E-pill also offers the MedSmart Plus device. This tool includes added features such as easier-to-manage rubber grips, larger pill compartments, an AC-powered docking station, and the option to send notifications to caregivers regarding medication dosages.
Video interaction. Many caregivers are opting to incorporate video chat into their routines. Using phone apps such as FaceTime or websites like Skype allows loved ones to see the patient’s condition as well as monitor health and the upkeep of the home. Caregivers share meals and the adventures of grandchildren over the internet, all while keeping tabs on the patient. Devices can be anything with a webcam and range from smartphones, tablets, laptops and desktop computers.
Some tablets are specially designed for seniors, such as the GrandPad. The interface is easier to navigate for less tech-savvy patients, but allows users to communicate with family, share photos, check the weather, listen to music and play games.

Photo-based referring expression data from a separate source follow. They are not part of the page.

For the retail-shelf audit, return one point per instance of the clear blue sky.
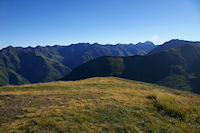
(49, 22)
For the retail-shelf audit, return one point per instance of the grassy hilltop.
(98, 105)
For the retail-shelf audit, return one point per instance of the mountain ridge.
(176, 68)
(42, 64)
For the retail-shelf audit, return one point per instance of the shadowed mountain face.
(171, 44)
(177, 68)
(41, 64)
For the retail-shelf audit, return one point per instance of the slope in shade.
(177, 68)
(43, 64)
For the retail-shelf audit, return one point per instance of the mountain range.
(43, 64)
(174, 64)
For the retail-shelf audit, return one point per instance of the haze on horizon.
(49, 22)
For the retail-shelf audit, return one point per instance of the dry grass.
(98, 105)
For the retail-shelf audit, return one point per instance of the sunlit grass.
(98, 105)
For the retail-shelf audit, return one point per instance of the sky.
(62, 22)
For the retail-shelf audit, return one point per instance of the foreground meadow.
(97, 105)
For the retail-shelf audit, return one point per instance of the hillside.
(42, 64)
(98, 105)
(176, 68)
(172, 44)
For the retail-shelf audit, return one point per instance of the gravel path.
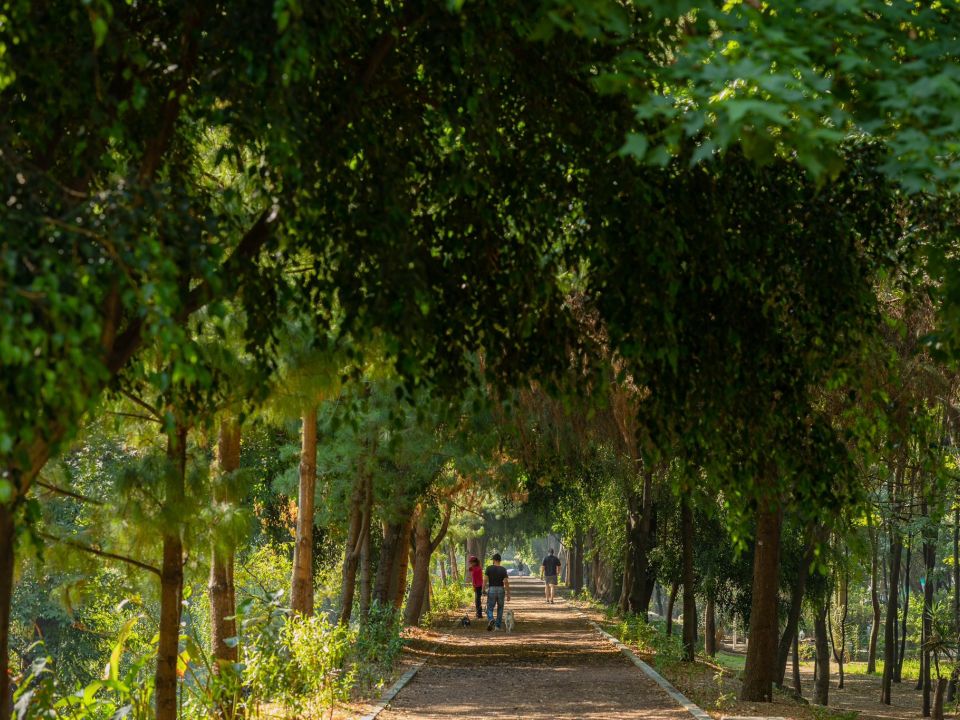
(552, 666)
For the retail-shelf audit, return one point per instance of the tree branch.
(144, 404)
(68, 493)
(101, 553)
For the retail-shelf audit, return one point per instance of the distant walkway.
(552, 666)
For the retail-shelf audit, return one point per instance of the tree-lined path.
(553, 666)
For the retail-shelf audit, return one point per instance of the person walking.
(497, 585)
(549, 570)
(476, 577)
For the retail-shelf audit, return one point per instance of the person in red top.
(476, 576)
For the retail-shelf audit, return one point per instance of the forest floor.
(554, 665)
(715, 688)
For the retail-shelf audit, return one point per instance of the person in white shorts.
(549, 570)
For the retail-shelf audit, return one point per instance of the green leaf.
(636, 145)
(99, 25)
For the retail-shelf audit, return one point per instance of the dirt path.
(552, 666)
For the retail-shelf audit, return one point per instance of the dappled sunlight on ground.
(553, 666)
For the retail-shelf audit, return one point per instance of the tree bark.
(710, 627)
(366, 586)
(840, 655)
(454, 563)
(889, 643)
(898, 670)
(220, 586)
(797, 687)
(952, 686)
(418, 601)
(360, 510)
(576, 579)
(670, 605)
(301, 584)
(386, 570)
(796, 605)
(689, 599)
(821, 683)
(761, 665)
(171, 583)
(7, 537)
(874, 601)
(641, 527)
(398, 583)
(930, 561)
(938, 699)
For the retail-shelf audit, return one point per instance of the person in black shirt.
(497, 585)
(549, 570)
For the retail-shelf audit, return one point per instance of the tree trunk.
(419, 600)
(761, 665)
(421, 570)
(898, 670)
(796, 605)
(670, 605)
(821, 683)
(797, 687)
(360, 507)
(171, 583)
(875, 602)
(454, 563)
(710, 627)
(840, 655)
(366, 586)
(398, 583)
(889, 643)
(930, 561)
(689, 599)
(7, 537)
(952, 686)
(301, 584)
(641, 527)
(223, 624)
(576, 579)
(386, 570)
(938, 699)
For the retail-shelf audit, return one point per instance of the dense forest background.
(301, 299)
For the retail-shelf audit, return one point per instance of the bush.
(666, 649)
(446, 599)
(303, 667)
(378, 644)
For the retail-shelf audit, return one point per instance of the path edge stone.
(684, 701)
(393, 691)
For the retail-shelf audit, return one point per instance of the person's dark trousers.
(495, 600)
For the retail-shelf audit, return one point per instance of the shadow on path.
(552, 666)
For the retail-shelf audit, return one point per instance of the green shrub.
(126, 690)
(666, 649)
(821, 712)
(303, 667)
(446, 599)
(378, 644)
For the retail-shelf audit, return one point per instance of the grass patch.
(911, 668)
(730, 661)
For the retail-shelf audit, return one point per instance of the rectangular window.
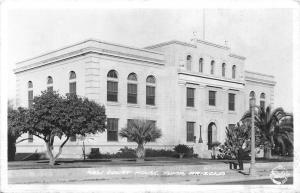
(73, 138)
(190, 97)
(150, 95)
(132, 93)
(30, 98)
(50, 88)
(112, 129)
(262, 104)
(212, 98)
(128, 122)
(231, 126)
(231, 101)
(72, 88)
(112, 91)
(30, 138)
(190, 131)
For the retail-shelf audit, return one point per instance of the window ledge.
(110, 103)
(232, 112)
(133, 105)
(191, 108)
(151, 106)
(213, 109)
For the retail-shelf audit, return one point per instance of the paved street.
(182, 172)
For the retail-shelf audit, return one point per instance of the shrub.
(160, 153)
(181, 148)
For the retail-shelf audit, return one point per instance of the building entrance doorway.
(211, 134)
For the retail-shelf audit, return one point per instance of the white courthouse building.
(192, 91)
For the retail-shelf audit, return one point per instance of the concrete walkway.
(176, 173)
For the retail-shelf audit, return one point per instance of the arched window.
(262, 100)
(201, 65)
(212, 67)
(150, 90)
(50, 83)
(233, 71)
(72, 82)
(112, 86)
(30, 94)
(251, 95)
(189, 62)
(30, 85)
(132, 88)
(223, 69)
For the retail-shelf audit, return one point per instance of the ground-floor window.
(190, 131)
(112, 129)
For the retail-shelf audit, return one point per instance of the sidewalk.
(132, 174)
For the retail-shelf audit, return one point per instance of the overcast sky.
(263, 36)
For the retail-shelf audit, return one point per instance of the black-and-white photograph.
(147, 96)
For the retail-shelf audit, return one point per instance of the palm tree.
(272, 126)
(141, 132)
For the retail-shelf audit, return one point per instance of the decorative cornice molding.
(89, 50)
(237, 56)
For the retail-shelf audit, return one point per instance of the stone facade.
(91, 60)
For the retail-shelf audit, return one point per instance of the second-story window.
(189, 62)
(231, 101)
(112, 86)
(262, 100)
(212, 67)
(233, 71)
(72, 83)
(223, 69)
(132, 88)
(49, 83)
(201, 65)
(150, 90)
(212, 98)
(30, 94)
(190, 97)
(190, 131)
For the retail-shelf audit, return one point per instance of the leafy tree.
(237, 142)
(15, 122)
(141, 132)
(53, 116)
(272, 127)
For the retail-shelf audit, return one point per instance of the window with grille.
(212, 67)
(233, 71)
(190, 131)
(129, 121)
(112, 86)
(112, 91)
(72, 87)
(150, 90)
(112, 129)
(190, 97)
(150, 95)
(223, 69)
(30, 98)
(30, 138)
(201, 65)
(189, 62)
(262, 100)
(212, 98)
(132, 93)
(231, 101)
(73, 138)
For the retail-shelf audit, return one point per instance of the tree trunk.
(50, 154)
(140, 153)
(267, 153)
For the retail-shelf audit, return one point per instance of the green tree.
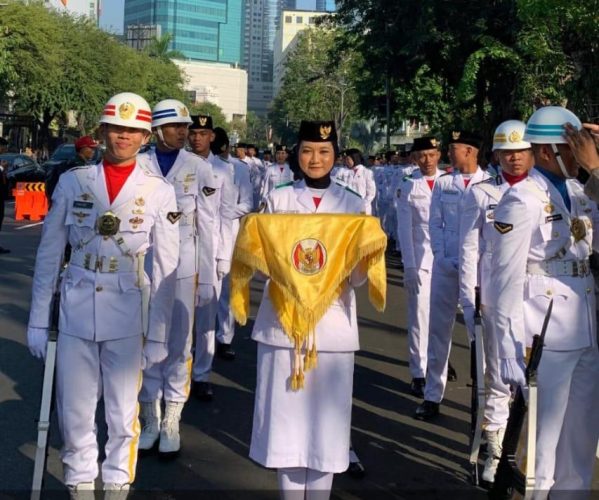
(213, 110)
(319, 84)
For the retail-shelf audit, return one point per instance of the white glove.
(513, 372)
(222, 268)
(447, 265)
(411, 280)
(154, 352)
(204, 294)
(37, 340)
(469, 321)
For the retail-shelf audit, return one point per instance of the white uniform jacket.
(445, 212)
(274, 176)
(223, 204)
(413, 212)
(243, 188)
(361, 180)
(101, 298)
(337, 331)
(477, 236)
(194, 183)
(536, 230)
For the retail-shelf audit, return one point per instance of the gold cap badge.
(126, 110)
(325, 132)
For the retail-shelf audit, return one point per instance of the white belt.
(187, 220)
(104, 264)
(575, 268)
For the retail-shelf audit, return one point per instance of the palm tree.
(159, 48)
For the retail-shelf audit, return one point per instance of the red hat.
(87, 141)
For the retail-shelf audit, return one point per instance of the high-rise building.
(205, 30)
(291, 24)
(89, 8)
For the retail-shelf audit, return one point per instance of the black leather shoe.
(224, 351)
(356, 470)
(203, 391)
(452, 375)
(417, 387)
(427, 410)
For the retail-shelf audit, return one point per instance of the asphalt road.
(404, 458)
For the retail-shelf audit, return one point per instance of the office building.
(203, 30)
(291, 24)
(220, 84)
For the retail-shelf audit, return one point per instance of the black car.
(21, 168)
(65, 153)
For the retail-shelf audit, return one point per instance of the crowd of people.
(145, 294)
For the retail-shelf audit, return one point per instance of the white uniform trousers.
(205, 337)
(171, 379)
(497, 401)
(567, 428)
(309, 428)
(444, 302)
(418, 325)
(85, 370)
(226, 321)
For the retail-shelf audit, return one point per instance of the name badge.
(552, 218)
(83, 204)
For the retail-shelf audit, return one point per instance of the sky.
(111, 18)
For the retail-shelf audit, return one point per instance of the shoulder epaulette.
(352, 191)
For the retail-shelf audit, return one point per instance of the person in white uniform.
(110, 214)
(307, 458)
(444, 229)
(413, 211)
(243, 201)
(218, 228)
(358, 178)
(547, 227)
(477, 237)
(192, 179)
(277, 174)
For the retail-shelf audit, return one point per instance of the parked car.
(21, 168)
(65, 153)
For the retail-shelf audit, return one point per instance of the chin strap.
(161, 137)
(560, 162)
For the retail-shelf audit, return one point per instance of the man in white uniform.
(546, 226)
(358, 178)
(221, 203)
(414, 211)
(444, 225)
(243, 205)
(277, 174)
(477, 236)
(194, 183)
(109, 213)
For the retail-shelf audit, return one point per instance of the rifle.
(509, 478)
(43, 424)
(477, 395)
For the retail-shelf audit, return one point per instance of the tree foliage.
(471, 64)
(319, 84)
(53, 64)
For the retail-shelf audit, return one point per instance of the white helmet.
(509, 135)
(170, 111)
(546, 125)
(129, 110)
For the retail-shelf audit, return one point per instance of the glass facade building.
(205, 30)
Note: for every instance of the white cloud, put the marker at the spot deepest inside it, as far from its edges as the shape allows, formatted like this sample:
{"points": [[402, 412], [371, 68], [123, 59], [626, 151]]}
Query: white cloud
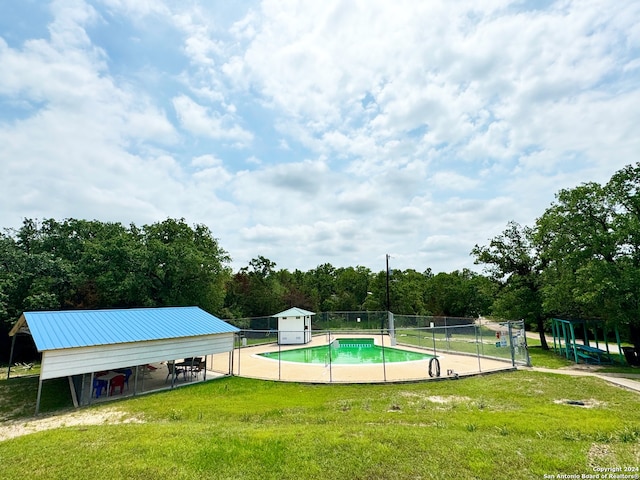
{"points": [[199, 120], [315, 132]]}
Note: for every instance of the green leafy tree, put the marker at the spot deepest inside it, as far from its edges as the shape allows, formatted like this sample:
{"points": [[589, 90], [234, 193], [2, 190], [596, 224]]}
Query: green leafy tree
{"points": [[512, 260]]}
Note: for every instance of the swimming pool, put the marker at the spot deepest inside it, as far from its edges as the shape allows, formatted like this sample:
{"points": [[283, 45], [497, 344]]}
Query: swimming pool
{"points": [[347, 351]]}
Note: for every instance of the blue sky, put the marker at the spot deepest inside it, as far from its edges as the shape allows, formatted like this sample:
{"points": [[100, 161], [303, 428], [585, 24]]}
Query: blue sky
{"points": [[315, 132]]}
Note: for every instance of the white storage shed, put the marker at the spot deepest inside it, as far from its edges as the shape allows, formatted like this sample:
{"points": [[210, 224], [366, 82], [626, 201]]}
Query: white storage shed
{"points": [[77, 343], [294, 326]]}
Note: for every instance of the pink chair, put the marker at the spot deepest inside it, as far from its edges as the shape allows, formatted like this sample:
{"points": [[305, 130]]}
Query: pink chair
{"points": [[117, 382]]}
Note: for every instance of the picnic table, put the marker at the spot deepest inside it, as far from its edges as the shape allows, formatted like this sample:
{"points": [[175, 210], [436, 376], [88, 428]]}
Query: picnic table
{"points": [[592, 354]]}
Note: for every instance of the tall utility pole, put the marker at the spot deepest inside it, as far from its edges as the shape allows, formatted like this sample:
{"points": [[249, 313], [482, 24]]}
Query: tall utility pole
{"points": [[388, 303]]}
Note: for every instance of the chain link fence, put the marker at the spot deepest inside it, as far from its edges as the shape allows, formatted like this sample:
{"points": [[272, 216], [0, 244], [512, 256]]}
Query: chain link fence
{"points": [[452, 347]]}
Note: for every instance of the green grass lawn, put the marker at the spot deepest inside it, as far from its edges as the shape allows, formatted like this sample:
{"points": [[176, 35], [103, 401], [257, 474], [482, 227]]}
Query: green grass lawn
{"points": [[502, 426]]}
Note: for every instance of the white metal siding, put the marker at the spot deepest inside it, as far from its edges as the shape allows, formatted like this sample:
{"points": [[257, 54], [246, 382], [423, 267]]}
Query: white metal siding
{"points": [[291, 331], [74, 361]]}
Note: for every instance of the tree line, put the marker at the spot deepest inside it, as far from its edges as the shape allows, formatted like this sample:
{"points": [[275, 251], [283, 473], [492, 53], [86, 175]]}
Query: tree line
{"points": [[581, 259]]}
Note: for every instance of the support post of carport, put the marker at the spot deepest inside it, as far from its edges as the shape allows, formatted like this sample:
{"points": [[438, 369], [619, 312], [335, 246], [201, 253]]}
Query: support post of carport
{"points": [[13, 344], [39, 395]]}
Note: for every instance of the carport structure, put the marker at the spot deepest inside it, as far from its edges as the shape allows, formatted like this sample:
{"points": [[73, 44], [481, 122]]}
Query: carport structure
{"points": [[79, 343]]}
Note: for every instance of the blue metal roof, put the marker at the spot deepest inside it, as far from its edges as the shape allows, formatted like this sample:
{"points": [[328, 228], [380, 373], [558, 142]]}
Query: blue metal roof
{"points": [[85, 328]]}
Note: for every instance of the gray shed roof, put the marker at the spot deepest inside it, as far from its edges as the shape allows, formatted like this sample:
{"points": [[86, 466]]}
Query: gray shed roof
{"points": [[294, 312]]}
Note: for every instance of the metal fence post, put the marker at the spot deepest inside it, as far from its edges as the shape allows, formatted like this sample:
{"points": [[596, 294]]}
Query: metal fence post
{"points": [[513, 349]]}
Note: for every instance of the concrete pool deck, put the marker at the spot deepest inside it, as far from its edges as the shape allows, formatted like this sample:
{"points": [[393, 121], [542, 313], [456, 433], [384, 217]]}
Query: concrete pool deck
{"points": [[248, 363]]}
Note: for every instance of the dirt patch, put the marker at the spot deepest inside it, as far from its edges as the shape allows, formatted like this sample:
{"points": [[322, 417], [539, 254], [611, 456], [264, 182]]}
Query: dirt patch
{"points": [[448, 399], [436, 398], [17, 428], [580, 403]]}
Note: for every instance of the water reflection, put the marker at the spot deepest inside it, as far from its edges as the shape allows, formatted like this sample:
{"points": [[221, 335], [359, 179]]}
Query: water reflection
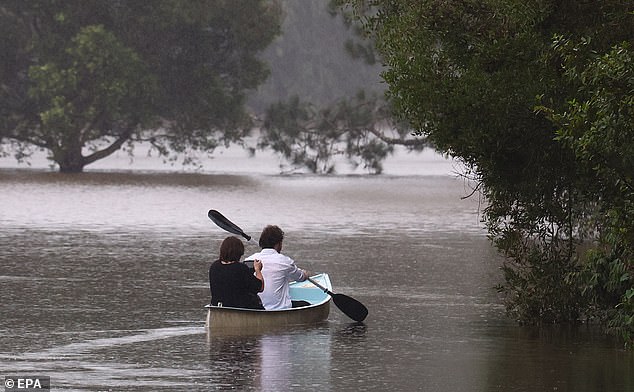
{"points": [[103, 279], [295, 360]]}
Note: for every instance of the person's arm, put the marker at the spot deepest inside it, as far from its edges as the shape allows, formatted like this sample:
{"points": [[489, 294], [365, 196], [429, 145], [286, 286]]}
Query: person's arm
{"points": [[257, 266]]}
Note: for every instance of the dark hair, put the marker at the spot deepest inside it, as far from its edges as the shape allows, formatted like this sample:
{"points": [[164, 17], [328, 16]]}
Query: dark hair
{"points": [[231, 249], [270, 236]]}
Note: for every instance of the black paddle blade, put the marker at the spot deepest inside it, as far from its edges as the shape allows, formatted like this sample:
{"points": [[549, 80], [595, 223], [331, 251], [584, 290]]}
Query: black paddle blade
{"points": [[226, 224], [350, 307]]}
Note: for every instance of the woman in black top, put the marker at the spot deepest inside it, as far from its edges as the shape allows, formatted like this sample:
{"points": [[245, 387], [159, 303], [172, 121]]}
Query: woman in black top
{"points": [[232, 283]]}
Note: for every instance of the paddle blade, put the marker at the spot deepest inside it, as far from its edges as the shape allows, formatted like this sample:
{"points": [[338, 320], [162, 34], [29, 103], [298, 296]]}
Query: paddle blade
{"points": [[226, 224], [350, 307]]}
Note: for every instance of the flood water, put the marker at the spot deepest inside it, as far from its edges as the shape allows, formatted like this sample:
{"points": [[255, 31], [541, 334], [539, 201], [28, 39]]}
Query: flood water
{"points": [[103, 279]]}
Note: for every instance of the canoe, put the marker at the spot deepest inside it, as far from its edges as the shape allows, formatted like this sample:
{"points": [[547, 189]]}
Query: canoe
{"points": [[227, 318]]}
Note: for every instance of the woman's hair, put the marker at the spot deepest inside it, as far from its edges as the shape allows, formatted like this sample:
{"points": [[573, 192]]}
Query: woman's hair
{"points": [[270, 236], [231, 249]]}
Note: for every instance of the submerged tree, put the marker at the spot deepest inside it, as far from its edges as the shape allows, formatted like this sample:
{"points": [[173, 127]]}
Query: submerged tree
{"points": [[81, 79], [360, 129]]}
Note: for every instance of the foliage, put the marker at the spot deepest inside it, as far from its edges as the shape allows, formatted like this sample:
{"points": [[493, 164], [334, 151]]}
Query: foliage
{"points": [[466, 75], [355, 128], [598, 125], [90, 76]]}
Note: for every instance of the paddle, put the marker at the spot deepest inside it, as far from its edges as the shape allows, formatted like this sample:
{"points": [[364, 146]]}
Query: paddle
{"points": [[349, 306]]}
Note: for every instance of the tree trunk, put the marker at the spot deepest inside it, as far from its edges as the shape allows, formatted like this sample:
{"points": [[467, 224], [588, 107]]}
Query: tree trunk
{"points": [[70, 161]]}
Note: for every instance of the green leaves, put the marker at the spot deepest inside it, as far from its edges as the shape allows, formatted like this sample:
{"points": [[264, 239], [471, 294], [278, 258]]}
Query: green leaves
{"points": [[556, 172]]}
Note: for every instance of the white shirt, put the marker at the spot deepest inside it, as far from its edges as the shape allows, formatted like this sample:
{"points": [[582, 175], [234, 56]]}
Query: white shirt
{"points": [[278, 271]]}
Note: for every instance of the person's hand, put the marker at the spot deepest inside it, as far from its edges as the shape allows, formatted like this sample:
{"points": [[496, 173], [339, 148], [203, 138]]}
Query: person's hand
{"points": [[257, 265]]}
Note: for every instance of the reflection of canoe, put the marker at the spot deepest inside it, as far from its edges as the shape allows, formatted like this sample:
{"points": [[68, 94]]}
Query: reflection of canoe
{"points": [[219, 317]]}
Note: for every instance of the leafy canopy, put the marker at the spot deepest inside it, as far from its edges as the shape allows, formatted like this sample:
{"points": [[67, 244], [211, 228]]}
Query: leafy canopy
{"points": [[82, 78]]}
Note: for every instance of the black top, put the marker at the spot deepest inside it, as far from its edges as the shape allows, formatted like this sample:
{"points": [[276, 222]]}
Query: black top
{"points": [[234, 285]]}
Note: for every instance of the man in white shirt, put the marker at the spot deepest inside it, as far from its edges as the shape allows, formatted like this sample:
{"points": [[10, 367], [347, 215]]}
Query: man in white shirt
{"points": [[278, 270]]}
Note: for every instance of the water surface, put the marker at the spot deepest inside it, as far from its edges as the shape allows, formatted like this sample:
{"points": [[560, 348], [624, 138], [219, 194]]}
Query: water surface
{"points": [[104, 278]]}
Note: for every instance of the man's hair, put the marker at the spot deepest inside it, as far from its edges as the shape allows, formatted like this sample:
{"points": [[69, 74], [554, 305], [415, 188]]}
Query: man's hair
{"points": [[231, 249], [270, 236]]}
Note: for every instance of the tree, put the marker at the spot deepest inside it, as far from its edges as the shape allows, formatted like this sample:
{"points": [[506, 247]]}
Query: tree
{"points": [[466, 75], [362, 129], [598, 125], [83, 78]]}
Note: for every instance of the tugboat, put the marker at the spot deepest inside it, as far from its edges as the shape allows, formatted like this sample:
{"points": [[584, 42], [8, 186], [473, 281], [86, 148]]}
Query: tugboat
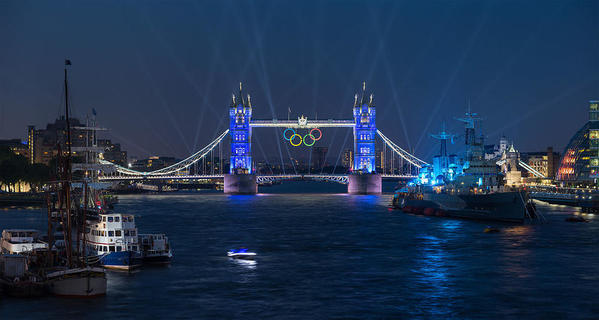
{"points": [[16, 280], [113, 242], [241, 253], [18, 241], [468, 187], [155, 248]]}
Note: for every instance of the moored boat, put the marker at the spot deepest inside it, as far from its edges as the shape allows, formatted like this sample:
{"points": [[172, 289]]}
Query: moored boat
{"points": [[155, 248], [241, 253], [19, 241], [77, 282], [16, 280], [468, 187], [113, 242]]}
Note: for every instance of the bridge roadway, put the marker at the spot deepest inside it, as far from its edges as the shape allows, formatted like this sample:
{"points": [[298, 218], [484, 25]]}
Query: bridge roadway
{"points": [[275, 123], [339, 178]]}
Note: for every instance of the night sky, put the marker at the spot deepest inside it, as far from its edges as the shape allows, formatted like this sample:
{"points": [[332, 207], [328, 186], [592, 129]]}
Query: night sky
{"points": [[160, 73]]}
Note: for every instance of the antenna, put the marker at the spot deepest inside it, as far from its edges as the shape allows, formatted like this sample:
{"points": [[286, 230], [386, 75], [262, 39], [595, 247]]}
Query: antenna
{"points": [[363, 92]]}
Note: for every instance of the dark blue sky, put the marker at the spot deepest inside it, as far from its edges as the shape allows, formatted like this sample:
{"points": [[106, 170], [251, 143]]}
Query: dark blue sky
{"points": [[161, 73]]}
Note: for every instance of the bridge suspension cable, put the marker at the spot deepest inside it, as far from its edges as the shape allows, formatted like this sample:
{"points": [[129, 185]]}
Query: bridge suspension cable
{"points": [[401, 152], [183, 164]]}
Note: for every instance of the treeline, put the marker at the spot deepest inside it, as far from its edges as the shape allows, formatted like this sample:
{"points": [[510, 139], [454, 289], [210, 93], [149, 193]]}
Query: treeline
{"points": [[15, 170]]}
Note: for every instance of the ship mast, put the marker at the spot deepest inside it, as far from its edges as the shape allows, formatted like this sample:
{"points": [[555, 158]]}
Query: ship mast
{"points": [[443, 136]]}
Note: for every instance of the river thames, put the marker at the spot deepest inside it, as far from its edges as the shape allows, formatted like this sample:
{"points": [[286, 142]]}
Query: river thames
{"points": [[332, 255]]}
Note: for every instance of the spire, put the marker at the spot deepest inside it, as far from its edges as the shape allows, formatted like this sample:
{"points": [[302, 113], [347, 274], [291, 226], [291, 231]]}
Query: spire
{"points": [[363, 93], [240, 94]]}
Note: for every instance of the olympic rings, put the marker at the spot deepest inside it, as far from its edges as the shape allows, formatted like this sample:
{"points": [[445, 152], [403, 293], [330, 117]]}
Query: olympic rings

Senior move managers. Seniors often opt to downsize in their golden years. A smaller and more manageable home can be safer and simpler. Long-distance caregivers can navigate this transition with the assistance of senior move managers. The Chicago Tribune explains that these professionals assist with all aspects of downsizing, organizing and moving.
It’s important to note that the process of downsizing can be extremely emotional for older adults, and helpers should be sensitive to the situation. Seniors will typically be sorting through belongings with sentimental attachment and eliminating what isn’t completely needed in order to accommodate a smaller space. Items will be organized into throw-away, sell and donate-to-charity piles, and items to be given to family will be set aside for safekeeping. Seeing a life dismantled in this manner can bring on waves of emotion; even when downsizing is the patient’s choice, the situation requires handling with respect and caring.
Long-distance support solutions. Thanks to developments in technology and services, long-distance caregiving is getting easier. Patients can be supported with devices such as sensors and medication reminders, and video outreach keeps caregivers in touch. When downsizing is required, senior move managers can help facilitate the move. Thanks to these innovations, caregiving from afar is getting more manageable.